Until recently SNP was the basis of studying human genome variability and its contribution to phenotypic variations and disease susceptibility. However, with the discovery of other structural variations (deletions, duplications and inversions) a better understanding of the genetic variability or diseases susceptibility is emerging. It has been seen that CNVs contribute to phenotypic change or disease by various molecular mechanisms mentioned elsewhere. Based on such mechanism, the structural variations predispose to susceptibility to various complex diseases. The mechanism of disease development may not be very apparent in several cases. For any new CNV locus, it has to be studied in different populations to catalog its extent of diversity. The observation then has to be validated with a large sample size using the high-resolution simple method yielding distribution map of such CNV.

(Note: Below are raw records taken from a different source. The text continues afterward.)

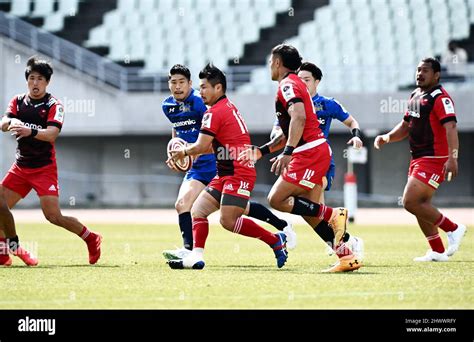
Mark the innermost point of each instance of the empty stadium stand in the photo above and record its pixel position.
(361, 45)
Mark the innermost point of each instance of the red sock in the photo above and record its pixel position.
(200, 232)
(85, 233)
(324, 212)
(3, 246)
(436, 243)
(446, 224)
(247, 227)
(342, 250)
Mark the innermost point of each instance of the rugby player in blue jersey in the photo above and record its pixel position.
(328, 109)
(184, 108)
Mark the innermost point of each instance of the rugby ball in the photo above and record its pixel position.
(184, 164)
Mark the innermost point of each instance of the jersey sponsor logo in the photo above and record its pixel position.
(243, 189)
(422, 174)
(434, 180)
(340, 105)
(448, 105)
(244, 185)
(52, 101)
(308, 184)
(59, 116)
(183, 107)
(288, 92)
(184, 123)
(33, 126)
(243, 192)
(229, 187)
(308, 174)
(206, 120)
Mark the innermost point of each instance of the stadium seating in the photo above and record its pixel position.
(361, 45)
(373, 45)
(166, 32)
(45, 10)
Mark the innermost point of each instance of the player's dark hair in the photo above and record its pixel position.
(289, 56)
(313, 69)
(435, 65)
(214, 75)
(179, 69)
(40, 66)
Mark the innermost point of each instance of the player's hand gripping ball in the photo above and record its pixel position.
(183, 164)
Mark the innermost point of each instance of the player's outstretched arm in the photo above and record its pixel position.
(356, 140)
(398, 133)
(202, 145)
(49, 134)
(253, 153)
(8, 122)
(451, 166)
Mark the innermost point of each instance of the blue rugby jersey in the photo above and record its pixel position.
(186, 118)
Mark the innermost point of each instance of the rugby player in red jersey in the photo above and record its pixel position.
(36, 119)
(430, 125)
(306, 156)
(224, 131)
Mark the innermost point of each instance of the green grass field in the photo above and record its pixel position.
(240, 273)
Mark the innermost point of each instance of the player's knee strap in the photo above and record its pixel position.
(214, 193)
(234, 201)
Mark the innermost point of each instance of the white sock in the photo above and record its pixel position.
(198, 252)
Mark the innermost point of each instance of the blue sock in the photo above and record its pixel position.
(186, 227)
(261, 213)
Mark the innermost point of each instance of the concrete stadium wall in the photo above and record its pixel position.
(112, 148)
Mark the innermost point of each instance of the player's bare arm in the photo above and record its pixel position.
(254, 153)
(49, 134)
(451, 167)
(295, 131)
(201, 146)
(8, 122)
(352, 123)
(398, 133)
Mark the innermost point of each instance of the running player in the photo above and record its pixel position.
(430, 125)
(184, 108)
(224, 131)
(9, 242)
(36, 119)
(328, 109)
(306, 156)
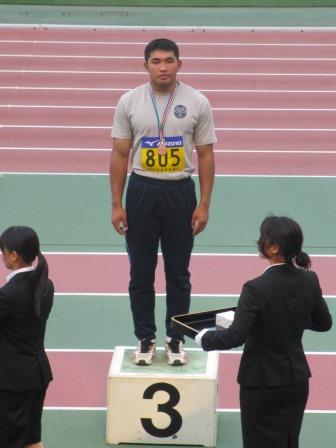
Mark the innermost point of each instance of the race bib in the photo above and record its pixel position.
(171, 161)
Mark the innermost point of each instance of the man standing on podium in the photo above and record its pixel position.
(157, 125)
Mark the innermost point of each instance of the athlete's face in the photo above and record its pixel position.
(162, 67)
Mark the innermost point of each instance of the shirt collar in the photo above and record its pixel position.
(18, 271)
(271, 265)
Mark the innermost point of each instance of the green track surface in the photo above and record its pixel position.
(169, 3)
(95, 326)
(168, 15)
(72, 213)
(78, 429)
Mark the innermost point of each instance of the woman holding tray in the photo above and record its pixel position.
(273, 311)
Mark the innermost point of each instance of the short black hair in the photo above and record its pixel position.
(287, 234)
(161, 44)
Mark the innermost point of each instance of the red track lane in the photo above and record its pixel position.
(201, 82)
(108, 273)
(96, 98)
(96, 49)
(185, 35)
(226, 163)
(207, 66)
(246, 139)
(76, 372)
(230, 119)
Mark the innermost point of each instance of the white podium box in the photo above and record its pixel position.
(162, 404)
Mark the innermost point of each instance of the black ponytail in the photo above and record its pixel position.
(287, 234)
(38, 279)
(25, 242)
(302, 260)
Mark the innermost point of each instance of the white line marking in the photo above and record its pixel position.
(223, 352)
(195, 254)
(125, 294)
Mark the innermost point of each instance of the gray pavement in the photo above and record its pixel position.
(168, 16)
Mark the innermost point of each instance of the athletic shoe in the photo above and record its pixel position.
(144, 354)
(176, 355)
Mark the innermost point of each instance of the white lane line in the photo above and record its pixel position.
(125, 294)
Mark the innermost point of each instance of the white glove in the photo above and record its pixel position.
(198, 337)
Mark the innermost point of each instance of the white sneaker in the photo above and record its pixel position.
(144, 354)
(176, 356)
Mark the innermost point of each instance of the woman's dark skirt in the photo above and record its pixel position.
(20, 418)
(271, 417)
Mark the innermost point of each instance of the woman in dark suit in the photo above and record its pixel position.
(273, 311)
(25, 303)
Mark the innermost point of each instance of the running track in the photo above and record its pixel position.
(274, 100)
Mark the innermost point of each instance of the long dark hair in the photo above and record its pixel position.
(287, 234)
(25, 242)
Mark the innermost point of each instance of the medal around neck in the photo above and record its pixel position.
(162, 148)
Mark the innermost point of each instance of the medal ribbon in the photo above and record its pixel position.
(161, 124)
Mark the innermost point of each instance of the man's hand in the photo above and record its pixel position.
(199, 219)
(119, 220)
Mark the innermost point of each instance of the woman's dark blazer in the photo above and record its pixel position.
(24, 365)
(273, 312)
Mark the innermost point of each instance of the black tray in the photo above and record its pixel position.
(191, 324)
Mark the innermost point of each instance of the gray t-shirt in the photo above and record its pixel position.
(189, 124)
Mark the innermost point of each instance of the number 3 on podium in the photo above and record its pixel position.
(167, 408)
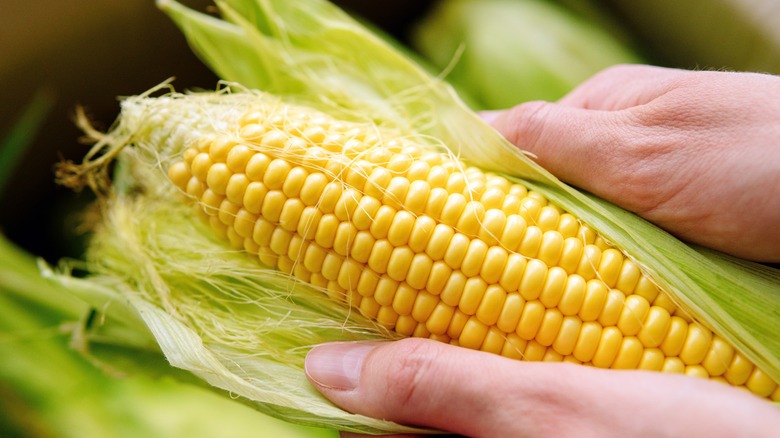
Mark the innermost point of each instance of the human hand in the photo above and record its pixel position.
(695, 152)
(467, 392)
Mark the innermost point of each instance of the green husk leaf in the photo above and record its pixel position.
(247, 329)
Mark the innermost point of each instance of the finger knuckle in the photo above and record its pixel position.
(412, 369)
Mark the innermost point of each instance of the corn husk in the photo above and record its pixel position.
(217, 313)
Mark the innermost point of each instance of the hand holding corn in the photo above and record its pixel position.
(465, 392)
(695, 152)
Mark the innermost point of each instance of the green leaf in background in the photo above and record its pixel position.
(49, 390)
(504, 52)
(14, 143)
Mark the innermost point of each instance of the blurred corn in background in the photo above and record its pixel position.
(58, 56)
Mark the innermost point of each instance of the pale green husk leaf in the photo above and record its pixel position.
(217, 313)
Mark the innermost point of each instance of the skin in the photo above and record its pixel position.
(695, 152)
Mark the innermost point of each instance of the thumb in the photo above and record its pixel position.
(586, 148)
(428, 383)
(412, 381)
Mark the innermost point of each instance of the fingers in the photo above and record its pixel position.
(427, 383)
(623, 86)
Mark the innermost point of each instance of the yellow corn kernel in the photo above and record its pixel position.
(431, 248)
(655, 326)
(635, 309)
(588, 341)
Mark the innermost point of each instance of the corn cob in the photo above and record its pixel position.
(429, 247)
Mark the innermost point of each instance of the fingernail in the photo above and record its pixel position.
(337, 365)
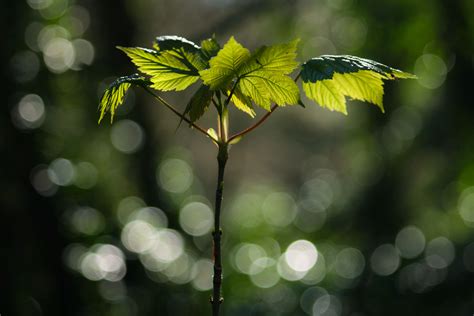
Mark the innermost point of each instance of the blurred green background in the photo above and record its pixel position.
(326, 215)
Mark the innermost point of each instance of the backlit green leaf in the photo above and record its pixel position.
(328, 79)
(225, 65)
(199, 103)
(173, 69)
(264, 77)
(277, 58)
(209, 48)
(114, 95)
(242, 102)
(265, 87)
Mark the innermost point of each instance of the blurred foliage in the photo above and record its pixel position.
(323, 214)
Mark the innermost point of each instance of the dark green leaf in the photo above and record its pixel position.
(328, 79)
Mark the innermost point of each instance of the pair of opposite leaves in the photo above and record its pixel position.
(259, 78)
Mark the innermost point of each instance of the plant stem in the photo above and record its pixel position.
(217, 299)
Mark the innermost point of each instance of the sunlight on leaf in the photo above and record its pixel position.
(328, 79)
(173, 69)
(225, 65)
(114, 95)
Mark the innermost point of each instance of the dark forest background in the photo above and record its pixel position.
(115, 219)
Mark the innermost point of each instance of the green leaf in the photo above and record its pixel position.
(265, 87)
(225, 65)
(264, 77)
(199, 103)
(277, 58)
(174, 69)
(328, 79)
(212, 132)
(114, 95)
(209, 48)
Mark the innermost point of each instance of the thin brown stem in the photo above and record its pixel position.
(216, 298)
(175, 111)
(254, 126)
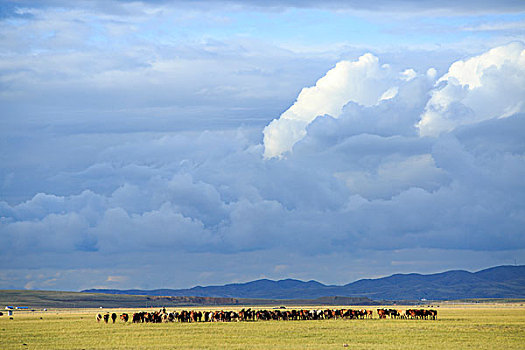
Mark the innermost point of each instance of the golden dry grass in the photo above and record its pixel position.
(457, 327)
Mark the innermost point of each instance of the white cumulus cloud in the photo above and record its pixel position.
(491, 85)
(363, 81)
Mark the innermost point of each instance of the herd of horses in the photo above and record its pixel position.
(264, 315)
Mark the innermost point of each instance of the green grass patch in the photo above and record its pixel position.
(487, 327)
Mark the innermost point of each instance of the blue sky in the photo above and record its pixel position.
(167, 144)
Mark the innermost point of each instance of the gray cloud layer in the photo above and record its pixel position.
(364, 182)
(131, 162)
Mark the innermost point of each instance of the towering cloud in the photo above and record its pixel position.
(491, 85)
(363, 81)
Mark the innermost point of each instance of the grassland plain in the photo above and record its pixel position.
(458, 327)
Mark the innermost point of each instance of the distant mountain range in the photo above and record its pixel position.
(495, 282)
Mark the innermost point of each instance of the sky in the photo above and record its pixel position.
(169, 144)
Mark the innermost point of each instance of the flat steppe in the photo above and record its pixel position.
(459, 326)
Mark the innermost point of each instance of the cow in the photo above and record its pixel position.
(381, 313)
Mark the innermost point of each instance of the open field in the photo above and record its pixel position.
(488, 326)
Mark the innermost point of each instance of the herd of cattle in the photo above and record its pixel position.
(264, 315)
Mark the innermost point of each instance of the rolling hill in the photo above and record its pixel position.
(495, 282)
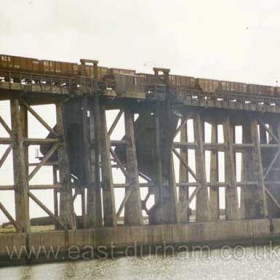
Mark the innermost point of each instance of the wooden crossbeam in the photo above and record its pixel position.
(145, 177)
(183, 123)
(271, 164)
(190, 200)
(119, 162)
(4, 124)
(49, 212)
(38, 117)
(115, 122)
(185, 164)
(126, 197)
(5, 155)
(10, 218)
(269, 131)
(272, 197)
(43, 161)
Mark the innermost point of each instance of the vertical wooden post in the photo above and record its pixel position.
(133, 208)
(55, 192)
(94, 209)
(232, 212)
(183, 177)
(274, 174)
(261, 204)
(202, 202)
(66, 201)
(253, 196)
(19, 127)
(110, 219)
(165, 209)
(214, 177)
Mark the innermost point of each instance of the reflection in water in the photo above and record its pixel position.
(246, 263)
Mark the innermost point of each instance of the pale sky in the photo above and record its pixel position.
(223, 39)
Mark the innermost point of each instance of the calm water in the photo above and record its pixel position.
(250, 263)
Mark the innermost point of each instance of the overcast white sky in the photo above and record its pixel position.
(222, 39)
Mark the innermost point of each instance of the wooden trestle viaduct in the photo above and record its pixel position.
(80, 147)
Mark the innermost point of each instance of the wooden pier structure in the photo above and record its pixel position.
(171, 123)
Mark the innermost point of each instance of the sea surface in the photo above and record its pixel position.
(238, 263)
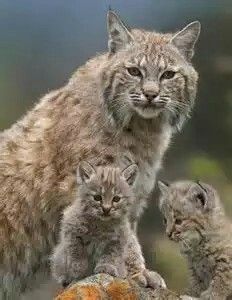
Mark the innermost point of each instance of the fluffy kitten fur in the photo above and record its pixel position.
(96, 229)
(195, 218)
(102, 113)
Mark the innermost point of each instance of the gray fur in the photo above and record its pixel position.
(94, 238)
(195, 218)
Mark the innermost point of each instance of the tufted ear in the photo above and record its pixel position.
(119, 34)
(163, 187)
(201, 196)
(130, 173)
(186, 39)
(85, 171)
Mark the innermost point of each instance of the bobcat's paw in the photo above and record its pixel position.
(154, 280)
(207, 295)
(108, 269)
(185, 297)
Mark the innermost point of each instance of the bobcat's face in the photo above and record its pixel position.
(106, 192)
(188, 209)
(148, 74)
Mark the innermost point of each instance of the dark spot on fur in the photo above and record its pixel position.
(76, 101)
(128, 129)
(109, 158)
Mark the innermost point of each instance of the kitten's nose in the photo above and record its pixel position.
(150, 95)
(106, 210)
(169, 234)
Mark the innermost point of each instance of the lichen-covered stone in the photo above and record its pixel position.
(102, 286)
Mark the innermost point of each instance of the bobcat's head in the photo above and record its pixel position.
(149, 74)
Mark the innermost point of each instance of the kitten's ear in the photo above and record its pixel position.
(130, 173)
(119, 34)
(201, 196)
(186, 39)
(163, 187)
(85, 171)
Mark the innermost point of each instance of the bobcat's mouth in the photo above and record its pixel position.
(158, 104)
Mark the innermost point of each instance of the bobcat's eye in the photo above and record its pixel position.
(97, 197)
(178, 221)
(168, 75)
(133, 71)
(201, 198)
(116, 199)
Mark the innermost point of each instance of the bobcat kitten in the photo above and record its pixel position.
(128, 100)
(195, 218)
(96, 226)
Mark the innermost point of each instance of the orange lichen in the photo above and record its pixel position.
(85, 292)
(69, 294)
(90, 292)
(121, 290)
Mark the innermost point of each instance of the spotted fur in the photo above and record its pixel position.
(97, 116)
(195, 218)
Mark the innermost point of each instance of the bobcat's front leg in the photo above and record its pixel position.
(69, 262)
(136, 268)
(111, 260)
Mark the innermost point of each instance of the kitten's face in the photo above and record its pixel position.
(187, 208)
(106, 193)
(149, 75)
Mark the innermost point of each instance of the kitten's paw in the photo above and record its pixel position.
(185, 297)
(207, 295)
(108, 269)
(65, 283)
(154, 280)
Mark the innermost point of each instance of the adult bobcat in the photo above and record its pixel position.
(125, 102)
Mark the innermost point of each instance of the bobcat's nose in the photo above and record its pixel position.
(150, 95)
(106, 210)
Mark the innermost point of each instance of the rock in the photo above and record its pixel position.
(103, 286)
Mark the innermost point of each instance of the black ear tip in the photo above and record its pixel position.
(164, 183)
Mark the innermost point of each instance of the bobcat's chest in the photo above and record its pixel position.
(204, 269)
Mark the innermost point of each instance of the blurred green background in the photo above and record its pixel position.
(43, 42)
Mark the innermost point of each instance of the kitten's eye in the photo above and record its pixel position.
(178, 221)
(116, 199)
(168, 75)
(133, 71)
(97, 197)
(201, 198)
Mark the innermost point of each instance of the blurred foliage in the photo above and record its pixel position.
(42, 42)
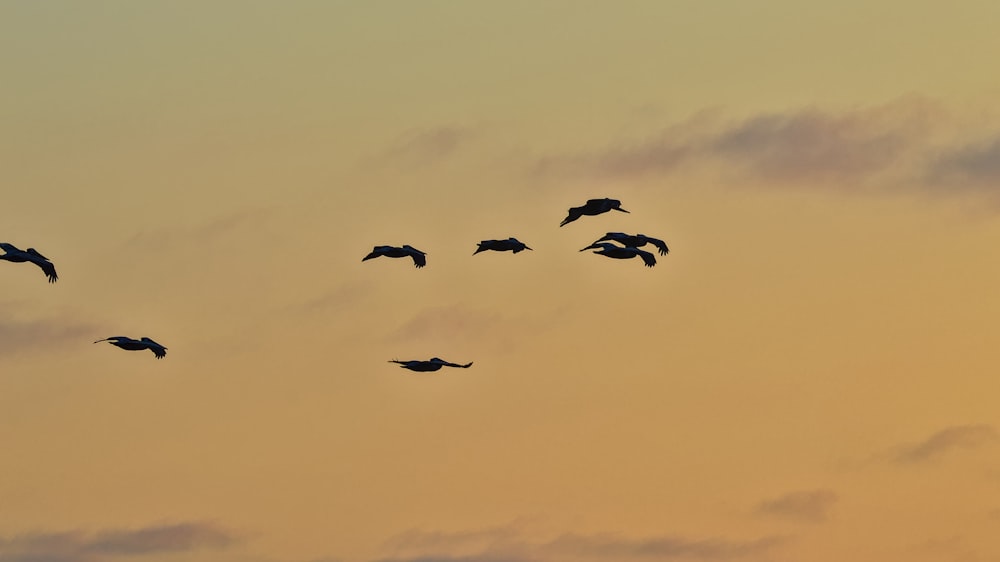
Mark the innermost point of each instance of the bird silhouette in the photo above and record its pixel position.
(137, 345)
(14, 254)
(592, 207)
(622, 253)
(432, 364)
(512, 244)
(396, 252)
(635, 241)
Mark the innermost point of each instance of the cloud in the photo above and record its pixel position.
(422, 146)
(23, 335)
(446, 323)
(970, 165)
(76, 546)
(910, 141)
(811, 506)
(207, 232)
(946, 440)
(510, 544)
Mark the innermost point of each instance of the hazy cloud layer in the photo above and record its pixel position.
(19, 335)
(423, 146)
(509, 544)
(906, 142)
(76, 546)
(811, 506)
(945, 441)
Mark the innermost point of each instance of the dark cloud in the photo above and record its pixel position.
(902, 142)
(104, 545)
(970, 165)
(509, 544)
(947, 440)
(811, 506)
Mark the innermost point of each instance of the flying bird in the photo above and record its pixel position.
(433, 364)
(137, 345)
(622, 253)
(14, 254)
(512, 244)
(394, 252)
(634, 241)
(593, 207)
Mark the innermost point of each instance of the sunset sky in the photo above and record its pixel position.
(811, 374)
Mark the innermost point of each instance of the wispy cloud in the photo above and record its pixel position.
(423, 146)
(78, 546)
(945, 441)
(811, 506)
(973, 164)
(20, 333)
(446, 323)
(206, 232)
(910, 141)
(511, 544)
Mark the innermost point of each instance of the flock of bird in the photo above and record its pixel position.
(618, 245)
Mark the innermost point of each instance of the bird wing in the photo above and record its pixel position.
(114, 338)
(48, 269)
(376, 252)
(660, 245)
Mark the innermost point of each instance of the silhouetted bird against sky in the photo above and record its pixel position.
(512, 244)
(137, 345)
(431, 365)
(393, 252)
(14, 254)
(622, 253)
(593, 207)
(635, 241)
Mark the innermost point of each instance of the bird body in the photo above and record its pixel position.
(136, 345)
(592, 207)
(432, 364)
(635, 241)
(16, 255)
(512, 244)
(622, 252)
(399, 252)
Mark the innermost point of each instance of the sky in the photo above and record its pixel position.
(810, 374)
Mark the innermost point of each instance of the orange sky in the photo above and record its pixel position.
(809, 375)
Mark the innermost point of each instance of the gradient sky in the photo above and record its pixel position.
(811, 374)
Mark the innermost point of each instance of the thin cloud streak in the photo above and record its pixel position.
(899, 143)
(509, 544)
(77, 546)
(811, 506)
(945, 441)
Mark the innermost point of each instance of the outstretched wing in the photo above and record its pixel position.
(660, 245)
(48, 269)
(419, 260)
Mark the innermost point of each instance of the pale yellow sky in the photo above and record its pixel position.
(809, 375)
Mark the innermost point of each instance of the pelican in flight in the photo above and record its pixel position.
(634, 241)
(512, 244)
(622, 253)
(393, 252)
(593, 207)
(14, 254)
(137, 345)
(433, 364)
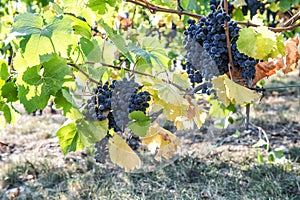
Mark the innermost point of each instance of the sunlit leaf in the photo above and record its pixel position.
(122, 155)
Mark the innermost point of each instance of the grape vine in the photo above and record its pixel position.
(57, 50)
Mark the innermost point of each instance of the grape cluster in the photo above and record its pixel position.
(134, 142)
(120, 100)
(100, 103)
(206, 46)
(253, 6)
(216, 4)
(139, 101)
(101, 150)
(115, 101)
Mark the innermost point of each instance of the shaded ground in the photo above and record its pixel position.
(214, 163)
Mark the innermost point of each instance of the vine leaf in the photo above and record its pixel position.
(293, 55)
(231, 92)
(3, 73)
(63, 99)
(36, 84)
(260, 43)
(9, 112)
(161, 139)
(195, 115)
(117, 40)
(139, 123)
(10, 91)
(78, 134)
(40, 43)
(122, 155)
(100, 6)
(69, 138)
(287, 64)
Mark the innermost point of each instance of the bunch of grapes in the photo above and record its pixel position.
(253, 6)
(206, 46)
(120, 100)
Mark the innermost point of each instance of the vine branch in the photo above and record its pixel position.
(228, 43)
(153, 8)
(119, 68)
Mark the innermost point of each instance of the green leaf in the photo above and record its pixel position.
(218, 109)
(100, 6)
(246, 42)
(9, 112)
(91, 132)
(41, 43)
(138, 51)
(168, 93)
(139, 123)
(79, 134)
(260, 158)
(27, 24)
(69, 139)
(3, 73)
(81, 28)
(64, 100)
(260, 143)
(35, 85)
(182, 80)
(10, 92)
(260, 43)
(118, 41)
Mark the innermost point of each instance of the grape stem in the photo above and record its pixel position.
(231, 66)
(153, 9)
(292, 20)
(119, 68)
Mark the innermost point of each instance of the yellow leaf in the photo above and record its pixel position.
(219, 86)
(122, 155)
(195, 112)
(161, 139)
(229, 91)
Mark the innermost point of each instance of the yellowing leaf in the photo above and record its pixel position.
(221, 89)
(195, 115)
(121, 154)
(164, 140)
(229, 91)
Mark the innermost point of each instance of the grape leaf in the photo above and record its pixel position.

Another important aspect with the discovery of structural variation is to study its evolutionary perspective. For example, it has been reported in a study that segmental duplication events are found to be affecting the genome variability greater than single base-pair change in chimpanzee and human genomes.71, 72, 73 CNV distribution among various populations should pave the way to understand evolution and mechanism of development of newer CNV. Finally, it is very important to take in account all structural variations to fully understand the mechanism underlying the phenotype, disease development and human diversity. The available variants then can be studied in all possible permutations and combinations to identify a right combination leading to phenotypic changes. In future, when this becomes possible, we may have most phenotypes linked to a combination of few variants. That will be the ultimate outcome of the human genome initiative started in 1980s.